Going further, if the aim of your critique is to promote truth-seeking and transparency, we would gladly participate in a project about creating and maintaining a questionnaire that all AI orgs should respond to, so that there is as little ambiguity in their plans as possible. In our posts we have argued for making AI lab’s safety plans more visible, and previously ran a project of public debates aimed at highlighting cruxes in research disagreements. Conjecture is open to our opinion being on the record, so much so that we have occasionally declined private debates with individuals who don’t want to be on record. This decision may contribute to some notion of our “lack of engagement with criticism.”

—

As a meta-point, we think that certain strategic disagreements between Conjecture and the Bay Area TAIS circles are bleeding into reputational accusations here. Conjecture has been critical of the role that EA actors have played in funding and supporting major AGI labs historically (OAI, Anthropic), and critical of current parts of the EA TAIS leadership and infrastructure that continue to support the development of superintelligence. For example, we do not think that GPT-4 should have been released and are concerned at the role that ARC’s benchmarking efforts played in safety-washing the model. These disagreements in the past have created friction, and we’d hazard that concerns about Conjecture taking “unilateral action” are predicted on this.
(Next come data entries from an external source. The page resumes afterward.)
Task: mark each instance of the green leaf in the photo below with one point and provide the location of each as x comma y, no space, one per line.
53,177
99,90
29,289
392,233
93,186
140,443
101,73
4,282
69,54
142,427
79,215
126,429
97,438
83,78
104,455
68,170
Instead of a more abstract notion of “race dynamics,” Conjecture’s main concern is that a couple of AI actors are unabashedly building superintelligence. We believe OpenAI, Deepmind, and Anthropic are not building superintelligence because the market and investors are demanding it. We believe they are building superintelligence because they want to, and because AGI has always been their aim. As such, we think you’re pointing the finger in the wrong direction here about acceleration risks.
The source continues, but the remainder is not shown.